領主様のお力で返済を軽くしてもらおうとしたのですが、商業ギルドマスターが言うには領主様の意向で返せとのことでした」
「知らん! 知らん!」
「もしかしたら家宰あたりが何か言ったのかもしれません」
「わかった。聞いておく」
「どうかよろしくお願いいたします」
家宰は領主に呼びだされ事の次第を問いただされる。
「御館様、お言葉ではございますが、あの件はさすがにマルキやモナプの主張を通すのは無理でした」
「そんなものワシがやると言えば、その通りになるだろうが!」
「ええ、それで済めばよかったのですが、フェリスは誰に入れ知恵されたのか、上訴も考えていると言っていたそうで……」
「上訴だと?」
「はい、判決次第では王国巡回裁判所へ上訴することを考えているとのことでした」
「何だと? いまいましい。領民ふぜいが、領主の言うことに逆らうとは……」
そんなことを言っても王国の制度なので仕方がない。だいたい無茶な領主がいるからそんな制度ができてしまったのだ。

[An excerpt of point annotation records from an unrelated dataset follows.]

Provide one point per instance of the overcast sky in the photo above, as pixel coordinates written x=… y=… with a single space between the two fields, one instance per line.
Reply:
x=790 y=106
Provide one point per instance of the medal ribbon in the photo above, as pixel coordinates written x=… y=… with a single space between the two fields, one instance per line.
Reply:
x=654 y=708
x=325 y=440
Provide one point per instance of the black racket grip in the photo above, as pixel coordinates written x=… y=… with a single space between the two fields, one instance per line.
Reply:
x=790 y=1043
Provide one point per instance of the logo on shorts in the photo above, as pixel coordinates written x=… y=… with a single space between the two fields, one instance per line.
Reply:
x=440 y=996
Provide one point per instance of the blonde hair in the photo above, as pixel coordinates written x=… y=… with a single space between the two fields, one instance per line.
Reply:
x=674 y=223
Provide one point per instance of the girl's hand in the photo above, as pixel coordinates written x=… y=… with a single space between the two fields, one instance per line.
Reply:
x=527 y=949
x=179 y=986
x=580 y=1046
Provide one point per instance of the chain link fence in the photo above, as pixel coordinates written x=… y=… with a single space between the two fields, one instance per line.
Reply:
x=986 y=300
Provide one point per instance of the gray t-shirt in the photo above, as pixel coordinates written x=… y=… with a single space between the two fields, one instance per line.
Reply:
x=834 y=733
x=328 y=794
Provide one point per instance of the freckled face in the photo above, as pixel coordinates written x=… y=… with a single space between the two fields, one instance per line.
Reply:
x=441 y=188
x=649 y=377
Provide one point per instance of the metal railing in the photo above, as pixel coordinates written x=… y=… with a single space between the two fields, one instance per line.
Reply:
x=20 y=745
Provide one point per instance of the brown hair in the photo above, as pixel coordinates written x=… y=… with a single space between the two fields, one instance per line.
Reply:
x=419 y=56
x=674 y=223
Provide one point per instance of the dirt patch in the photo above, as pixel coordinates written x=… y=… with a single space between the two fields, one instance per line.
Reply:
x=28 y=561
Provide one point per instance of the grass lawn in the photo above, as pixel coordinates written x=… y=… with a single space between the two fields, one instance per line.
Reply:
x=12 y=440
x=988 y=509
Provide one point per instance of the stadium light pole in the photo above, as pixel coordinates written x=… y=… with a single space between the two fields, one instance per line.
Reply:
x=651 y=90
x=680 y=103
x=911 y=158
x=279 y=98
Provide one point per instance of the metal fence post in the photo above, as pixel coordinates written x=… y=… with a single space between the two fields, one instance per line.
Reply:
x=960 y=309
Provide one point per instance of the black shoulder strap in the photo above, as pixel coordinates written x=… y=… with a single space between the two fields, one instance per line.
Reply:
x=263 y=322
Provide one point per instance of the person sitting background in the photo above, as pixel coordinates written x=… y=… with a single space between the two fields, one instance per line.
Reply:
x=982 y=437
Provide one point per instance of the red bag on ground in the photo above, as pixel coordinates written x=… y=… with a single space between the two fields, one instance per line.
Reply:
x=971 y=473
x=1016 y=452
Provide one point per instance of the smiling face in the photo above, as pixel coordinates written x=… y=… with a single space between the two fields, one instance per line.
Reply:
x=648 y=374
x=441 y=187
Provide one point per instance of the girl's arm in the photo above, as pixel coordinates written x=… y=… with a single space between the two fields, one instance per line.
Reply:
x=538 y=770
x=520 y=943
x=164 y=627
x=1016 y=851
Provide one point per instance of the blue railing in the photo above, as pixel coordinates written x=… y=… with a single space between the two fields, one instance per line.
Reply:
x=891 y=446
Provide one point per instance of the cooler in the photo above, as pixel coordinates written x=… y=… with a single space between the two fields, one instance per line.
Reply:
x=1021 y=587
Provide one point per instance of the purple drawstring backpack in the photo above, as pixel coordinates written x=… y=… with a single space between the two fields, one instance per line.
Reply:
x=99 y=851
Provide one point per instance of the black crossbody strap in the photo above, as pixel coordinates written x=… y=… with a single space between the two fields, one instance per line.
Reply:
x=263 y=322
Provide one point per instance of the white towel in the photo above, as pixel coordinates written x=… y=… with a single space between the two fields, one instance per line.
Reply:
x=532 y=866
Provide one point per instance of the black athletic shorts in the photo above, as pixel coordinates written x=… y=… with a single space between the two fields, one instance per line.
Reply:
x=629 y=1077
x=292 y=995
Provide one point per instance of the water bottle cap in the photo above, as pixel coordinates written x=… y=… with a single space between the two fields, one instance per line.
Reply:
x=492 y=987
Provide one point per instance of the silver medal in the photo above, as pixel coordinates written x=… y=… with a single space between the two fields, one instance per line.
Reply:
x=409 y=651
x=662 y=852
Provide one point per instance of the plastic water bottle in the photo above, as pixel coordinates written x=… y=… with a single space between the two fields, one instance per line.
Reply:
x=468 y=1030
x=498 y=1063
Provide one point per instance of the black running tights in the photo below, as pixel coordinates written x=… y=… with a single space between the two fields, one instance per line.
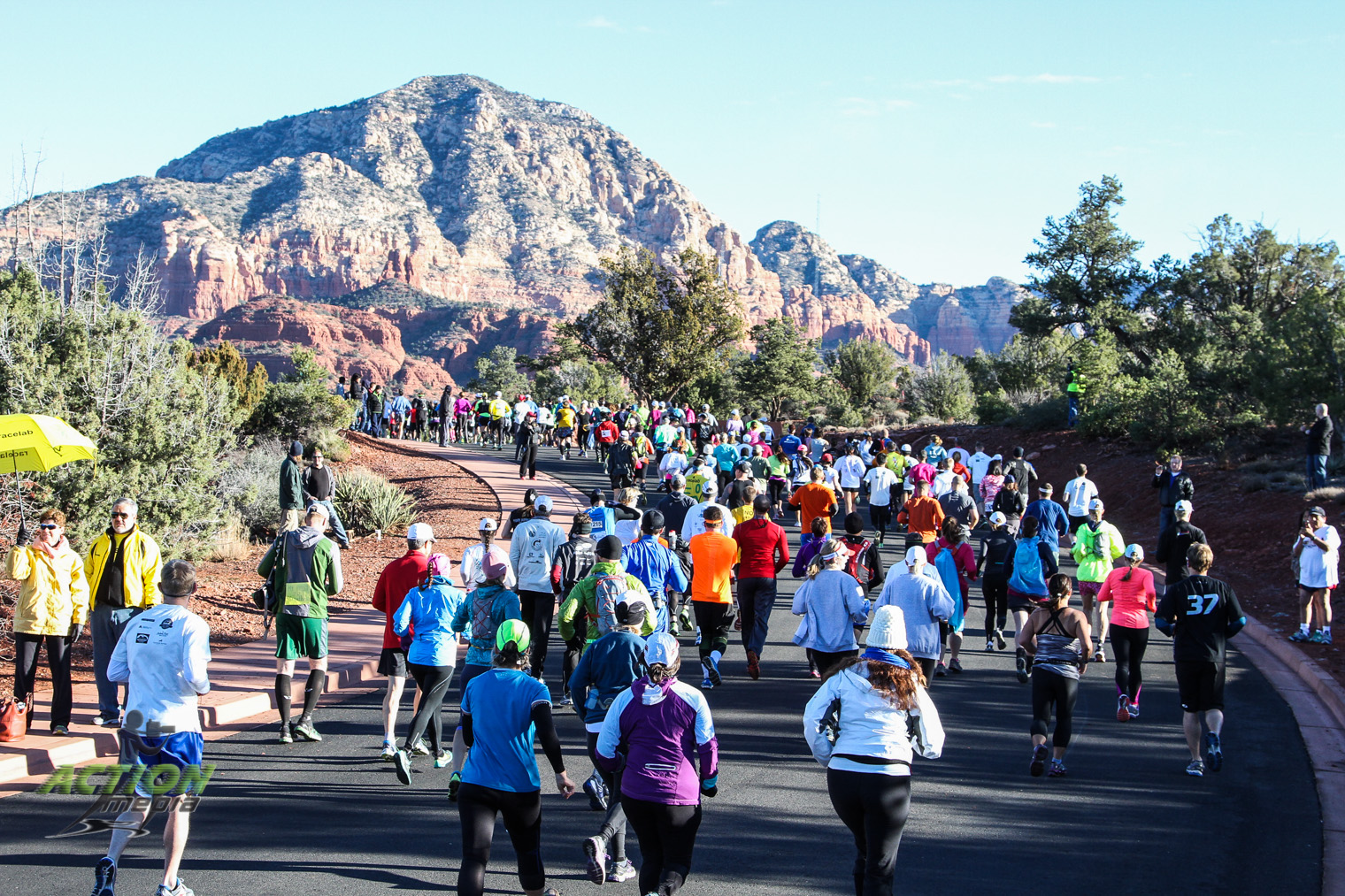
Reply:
x=667 y=837
x=434 y=684
x=613 y=823
x=1053 y=691
x=874 y=808
x=478 y=808
x=1129 y=645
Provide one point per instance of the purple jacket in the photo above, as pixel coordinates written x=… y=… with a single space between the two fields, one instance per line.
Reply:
x=659 y=728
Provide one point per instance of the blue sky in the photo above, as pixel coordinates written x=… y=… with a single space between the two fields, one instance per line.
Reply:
x=938 y=134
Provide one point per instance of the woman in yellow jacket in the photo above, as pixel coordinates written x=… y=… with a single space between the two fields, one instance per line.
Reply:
x=53 y=603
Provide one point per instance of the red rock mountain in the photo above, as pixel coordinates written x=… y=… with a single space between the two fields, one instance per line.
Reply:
x=486 y=211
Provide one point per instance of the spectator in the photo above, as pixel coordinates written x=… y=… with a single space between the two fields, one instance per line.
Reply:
x=1173 y=486
x=51 y=609
x=292 y=487
x=319 y=486
x=1318 y=447
x=123 y=573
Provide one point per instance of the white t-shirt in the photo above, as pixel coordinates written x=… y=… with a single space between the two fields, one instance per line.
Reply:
x=1318 y=568
x=881 y=482
x=980 y=464
x=162 y=657
x=1078 y=494
x=851 y=471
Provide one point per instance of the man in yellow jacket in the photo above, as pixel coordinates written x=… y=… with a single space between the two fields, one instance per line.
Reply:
x=53 y=603
x=123 y=572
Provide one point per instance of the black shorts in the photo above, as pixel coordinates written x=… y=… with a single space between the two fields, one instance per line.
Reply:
x=1200 y=685
x=393 y=662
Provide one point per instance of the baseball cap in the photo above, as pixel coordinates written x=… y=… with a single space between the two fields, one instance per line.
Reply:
x=496 y=563
x=661 y=648
x=512 y=630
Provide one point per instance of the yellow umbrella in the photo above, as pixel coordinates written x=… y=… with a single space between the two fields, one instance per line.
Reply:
x=38 y=443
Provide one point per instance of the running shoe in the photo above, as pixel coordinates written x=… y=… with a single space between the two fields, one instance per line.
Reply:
x=176 y=890
x=620 y=872
x=711 y=670
x=1039 y=761
x=1213 y=751
x=596 y=792
x=403 y=764
x=596 y=851
x=104 y=876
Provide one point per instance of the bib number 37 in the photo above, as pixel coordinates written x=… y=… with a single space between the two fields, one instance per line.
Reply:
x=1202 y=604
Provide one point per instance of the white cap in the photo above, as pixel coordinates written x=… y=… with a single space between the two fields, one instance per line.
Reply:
x=661 y=647
x=889 y=629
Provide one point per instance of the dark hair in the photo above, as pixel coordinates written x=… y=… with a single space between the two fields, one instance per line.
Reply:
x=897 y=685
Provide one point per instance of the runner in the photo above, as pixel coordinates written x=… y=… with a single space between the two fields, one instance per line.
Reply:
x=501 y=774
x=424 y=620
x=763 y=552
x=713 y=557
x=398 y=578
x=864 y=725
x=486 y=609
x=661 y=732
x=607 y=669
x=163 y=661
x=1098 y=545
x=1133 y=598
x=1202 y=614
x=833 y=607
x=1031 y=567
x=1059 y=640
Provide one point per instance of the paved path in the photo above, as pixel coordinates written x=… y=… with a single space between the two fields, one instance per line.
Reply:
x=331 y=818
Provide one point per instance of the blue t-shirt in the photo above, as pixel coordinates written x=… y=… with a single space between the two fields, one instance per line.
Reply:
x=502 y=733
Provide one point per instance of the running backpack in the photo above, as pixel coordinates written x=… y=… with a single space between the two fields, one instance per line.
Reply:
x=607 y=593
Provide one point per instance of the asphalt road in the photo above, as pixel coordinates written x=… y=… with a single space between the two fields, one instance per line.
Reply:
x=331 y=818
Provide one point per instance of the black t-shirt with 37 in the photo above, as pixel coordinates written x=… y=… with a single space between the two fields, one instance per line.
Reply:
x=1203 y=609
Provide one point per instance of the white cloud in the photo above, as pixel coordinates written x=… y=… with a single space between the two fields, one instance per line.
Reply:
x=1042 y=78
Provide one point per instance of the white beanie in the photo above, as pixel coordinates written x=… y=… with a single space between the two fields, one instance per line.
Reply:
x=888 y=630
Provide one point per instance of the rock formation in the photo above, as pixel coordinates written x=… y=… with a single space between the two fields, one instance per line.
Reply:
x=457 y=190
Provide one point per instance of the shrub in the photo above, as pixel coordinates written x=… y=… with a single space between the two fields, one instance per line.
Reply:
x=367 y=502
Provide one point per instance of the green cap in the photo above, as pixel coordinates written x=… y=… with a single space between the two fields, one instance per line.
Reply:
x=512 y=630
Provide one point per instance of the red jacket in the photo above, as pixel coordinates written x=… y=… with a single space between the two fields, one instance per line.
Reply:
x=397 y=578
x=765 y=549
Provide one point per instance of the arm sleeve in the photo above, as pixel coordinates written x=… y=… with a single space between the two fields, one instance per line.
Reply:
x=546 y=735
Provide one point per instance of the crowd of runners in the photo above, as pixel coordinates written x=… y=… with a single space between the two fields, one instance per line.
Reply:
x=703 y=518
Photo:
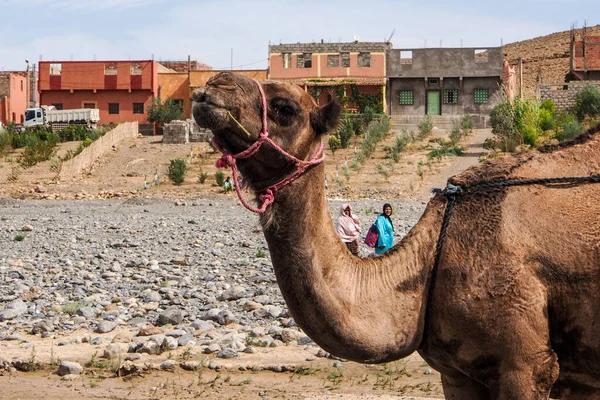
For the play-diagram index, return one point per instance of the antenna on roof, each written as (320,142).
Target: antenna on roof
(392,34)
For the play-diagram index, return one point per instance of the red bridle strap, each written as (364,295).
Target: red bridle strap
(267,196)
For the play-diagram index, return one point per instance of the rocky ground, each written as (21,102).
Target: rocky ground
(128,287)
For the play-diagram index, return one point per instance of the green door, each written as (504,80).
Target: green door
(433,102)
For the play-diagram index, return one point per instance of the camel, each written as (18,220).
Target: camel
(507,308)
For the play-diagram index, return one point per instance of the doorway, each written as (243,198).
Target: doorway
(433,102)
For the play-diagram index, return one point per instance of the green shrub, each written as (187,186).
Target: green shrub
(334,143)
(587,103)
(546,119)
(549,106)
(425,127)
(177,170)
(202,176)
(569,131)
(368,115)
(455,134)
(466,124)
(345,131)
(530,136)
(220,178)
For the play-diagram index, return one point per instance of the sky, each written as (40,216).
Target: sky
(236,34)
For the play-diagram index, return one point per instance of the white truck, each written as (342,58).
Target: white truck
(49,116)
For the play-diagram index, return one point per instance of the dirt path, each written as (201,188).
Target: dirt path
(474,150)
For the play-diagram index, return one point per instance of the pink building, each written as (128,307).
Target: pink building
(354,71)
(13,97)
(121,90)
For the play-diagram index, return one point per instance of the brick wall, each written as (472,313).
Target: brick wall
(177,132)
(74,167)
(4,84)
(563,95)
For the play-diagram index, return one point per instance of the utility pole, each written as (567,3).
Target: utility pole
(27,85)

「はい、そういうわけであの結論になったのでございます。どうかご理解を……」
「うむ、わかった。しかしなんともいまいましい……」
家宰は引き下がり、部下にこぼす。
「全く御館様もあの愚か者の言うことなんぞ聞いていると、いつか足をすくわれるというのに」
「まったくあれは目先の利益とゴマすりだけしか考えておりません。住民も減ってきております。大丈夫なんでしょうか? わが領は」
「まあ先行きは……、明るくないな」
「どこか別の奉公先を探した方がよいのでしょうか」
下の者ならそういうこともできるのかもしれない。しかし長く続く家のつながりで家宰という地位にいる者にとっては考えづらいことであった。